Recently a clinical study evaluated the systemic immune responses following SABR to lung, liver, bone and brain. The study found increases in CD4⁺ memory T cells in peripheral blood with increased expression of ICOS and CD25 activation markers after SABR to parenchymal sites but not in brain or bone. There were no changes in the memory CD8⁺ T cell compartment ⁷⁵ ICOS⁺CD4⁺ T cells have been associated with improved clinical outcomes in anti-CTLA4 and anti-OX40 immunotherapies^76,77.

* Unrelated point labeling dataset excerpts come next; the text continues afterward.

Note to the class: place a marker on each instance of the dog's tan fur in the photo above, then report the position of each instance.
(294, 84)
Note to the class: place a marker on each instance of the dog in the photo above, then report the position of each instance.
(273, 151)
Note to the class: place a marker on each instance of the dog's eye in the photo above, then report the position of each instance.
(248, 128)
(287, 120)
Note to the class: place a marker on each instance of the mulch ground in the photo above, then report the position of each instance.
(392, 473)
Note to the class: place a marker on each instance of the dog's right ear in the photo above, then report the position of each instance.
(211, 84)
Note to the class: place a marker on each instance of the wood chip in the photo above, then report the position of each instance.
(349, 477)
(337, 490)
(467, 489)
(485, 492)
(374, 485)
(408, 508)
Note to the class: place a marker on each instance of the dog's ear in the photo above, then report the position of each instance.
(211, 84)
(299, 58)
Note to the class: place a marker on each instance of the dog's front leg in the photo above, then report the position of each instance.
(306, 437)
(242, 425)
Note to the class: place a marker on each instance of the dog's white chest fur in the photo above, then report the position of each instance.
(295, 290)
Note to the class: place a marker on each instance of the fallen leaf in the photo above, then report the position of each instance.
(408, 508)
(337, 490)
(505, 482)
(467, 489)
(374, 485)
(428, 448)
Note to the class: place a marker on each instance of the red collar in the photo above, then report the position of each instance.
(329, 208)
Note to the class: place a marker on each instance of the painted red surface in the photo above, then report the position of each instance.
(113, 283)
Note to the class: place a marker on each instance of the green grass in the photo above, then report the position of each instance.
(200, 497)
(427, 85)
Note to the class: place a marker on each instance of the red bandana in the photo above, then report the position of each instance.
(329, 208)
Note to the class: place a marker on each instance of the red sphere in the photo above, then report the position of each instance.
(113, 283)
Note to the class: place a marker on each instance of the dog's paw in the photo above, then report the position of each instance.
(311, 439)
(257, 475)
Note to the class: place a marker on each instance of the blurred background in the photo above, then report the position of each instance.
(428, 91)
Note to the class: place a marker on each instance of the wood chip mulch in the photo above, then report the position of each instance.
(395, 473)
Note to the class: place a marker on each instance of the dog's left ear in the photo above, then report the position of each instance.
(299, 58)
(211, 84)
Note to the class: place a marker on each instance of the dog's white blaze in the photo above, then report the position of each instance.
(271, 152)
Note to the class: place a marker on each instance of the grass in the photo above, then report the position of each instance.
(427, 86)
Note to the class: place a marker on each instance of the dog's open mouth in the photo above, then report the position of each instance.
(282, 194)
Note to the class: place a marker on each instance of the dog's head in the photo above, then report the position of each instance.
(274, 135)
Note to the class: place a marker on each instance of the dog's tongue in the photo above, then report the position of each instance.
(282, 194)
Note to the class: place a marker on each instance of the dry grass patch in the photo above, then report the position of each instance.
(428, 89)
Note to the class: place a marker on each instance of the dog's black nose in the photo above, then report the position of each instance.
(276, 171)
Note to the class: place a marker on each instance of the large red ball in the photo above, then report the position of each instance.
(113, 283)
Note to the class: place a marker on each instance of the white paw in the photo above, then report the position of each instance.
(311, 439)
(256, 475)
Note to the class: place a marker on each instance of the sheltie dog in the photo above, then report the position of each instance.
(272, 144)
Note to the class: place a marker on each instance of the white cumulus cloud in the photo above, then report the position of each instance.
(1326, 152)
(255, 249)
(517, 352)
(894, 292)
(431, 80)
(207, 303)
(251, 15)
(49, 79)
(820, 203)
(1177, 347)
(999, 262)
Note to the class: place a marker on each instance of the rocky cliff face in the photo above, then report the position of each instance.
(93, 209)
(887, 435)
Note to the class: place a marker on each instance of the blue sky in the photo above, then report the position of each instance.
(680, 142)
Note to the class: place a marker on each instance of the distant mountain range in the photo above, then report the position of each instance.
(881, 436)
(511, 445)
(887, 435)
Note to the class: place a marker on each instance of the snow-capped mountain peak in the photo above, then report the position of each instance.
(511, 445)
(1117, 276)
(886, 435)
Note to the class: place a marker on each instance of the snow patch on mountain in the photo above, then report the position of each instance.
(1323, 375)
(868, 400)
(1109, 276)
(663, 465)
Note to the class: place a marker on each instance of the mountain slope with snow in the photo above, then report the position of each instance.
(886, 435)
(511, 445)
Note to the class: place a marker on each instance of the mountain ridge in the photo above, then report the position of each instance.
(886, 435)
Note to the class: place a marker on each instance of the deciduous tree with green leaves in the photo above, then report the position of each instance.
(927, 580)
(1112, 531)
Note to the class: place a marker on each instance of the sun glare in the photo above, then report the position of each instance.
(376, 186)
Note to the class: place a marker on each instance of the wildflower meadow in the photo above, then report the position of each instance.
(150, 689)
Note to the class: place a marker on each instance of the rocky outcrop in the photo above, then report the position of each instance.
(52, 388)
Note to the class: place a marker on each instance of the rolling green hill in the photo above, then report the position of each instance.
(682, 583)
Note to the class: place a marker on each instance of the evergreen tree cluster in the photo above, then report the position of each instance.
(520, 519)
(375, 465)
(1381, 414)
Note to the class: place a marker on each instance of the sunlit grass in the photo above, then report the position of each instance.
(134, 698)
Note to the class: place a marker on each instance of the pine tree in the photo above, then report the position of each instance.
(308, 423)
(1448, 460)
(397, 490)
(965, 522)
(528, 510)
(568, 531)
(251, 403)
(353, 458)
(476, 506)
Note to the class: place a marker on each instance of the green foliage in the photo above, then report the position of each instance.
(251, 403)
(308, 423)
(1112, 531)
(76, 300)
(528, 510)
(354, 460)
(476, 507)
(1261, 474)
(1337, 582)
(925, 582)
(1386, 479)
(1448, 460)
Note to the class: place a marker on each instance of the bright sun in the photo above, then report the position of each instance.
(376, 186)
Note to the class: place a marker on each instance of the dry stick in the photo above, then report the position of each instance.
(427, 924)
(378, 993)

The first in human FLASH RT treatment has now been reported, in which patient with multi-resistant CD30⁺ T-cell cutaneous lymphoma received a single fraction of 15 Gy delivered in 90 ms using 5.6 MeV electrons to a symptomatic forearm tumor. This produced rapid, complete tumor control without clinically significant toxicity at 5 months of follow-up, in contrast to protracted wound healing after prior courses of CFRT ⁷⁸

A pilot study used GRID therapy as a palliative treatment for sarcomas, recurrent gastrointestinal cancers, liver metastases, melanoma, prostate cancer, renal cell carcinoma and squamous cell carcinoma⁷⁹. A single radiation dose ranging from 10–15 Gy was given using a grid consisting of 50% open and 50% closed areas. Palliation of symptoms and objective response was observed in 20 out of 22 patients without acute effects. In a follow up study ⁸⁰, two groups of head and neck cancer patients were treated with a conventional external beam median radiation dose of 70Gy and GRID therapy (15Gy) (Group 1) or 59Gy and GRID therapy (15Gy) to the neck disease followed by planned surgery (Group 2). Local regional control was 93% and disease specific survival was 50% in Group 1 at a median follow up of 10 months, while in Group 2 pathologic complete response and disease specific survival were both 85% and local control was 92% at a median follow up of 38 months. A recent review summarizes clinical trials in SFRT²⁰. In a recent study, 10 patients with voluminous NSCLC were treated with initial LRT fraction of 18 Gy in the vertices and 3 Gy in the periphery followed by conventional radiation of 25 to 29 daily fractions of 1.8 Gy – 2 Gy. There was no LRT related toxicity with 42 % mean decrease in tumor volume⁸¹. The immune parameters were not evaluated in this study.

Future perspectives

There is profound clinical interest in optimizing radiation therapy for maximum anti-tumor immune responses. Novel ablative radiation therapy paradigms include stereotactic ablative radiotherapy, FLASH, and spatially fractionated radiation therapy. Perhaps heresies of classical radiobiology, may produce better immunologic synergy than conventional radiation therapy fractionation, dose rate, and targeting. Although preclinical studies have provided insights into the immuno-stimulatory role of ablative radiation therapy, there is a relative lack of clinical studies that correlate radiation fractionation and dose-dependent induction of immune responses with patient outcomes. Hence, there is a compelling need for translational studies to evaluate the anti-tumor responses through immune monitoring of large cohorts of patients treated with SABR, FLASH, and SFRT as they mature or begin to enter clinical use, to determine the immune profile and biomarkers that are associated with long term remissions or disease recurrences. The knowledge obtained from such studies would assist in designing future clinical trials that will ultimately help realize the hope of optimal synergy between radiation therapy and anti-tumor immunity.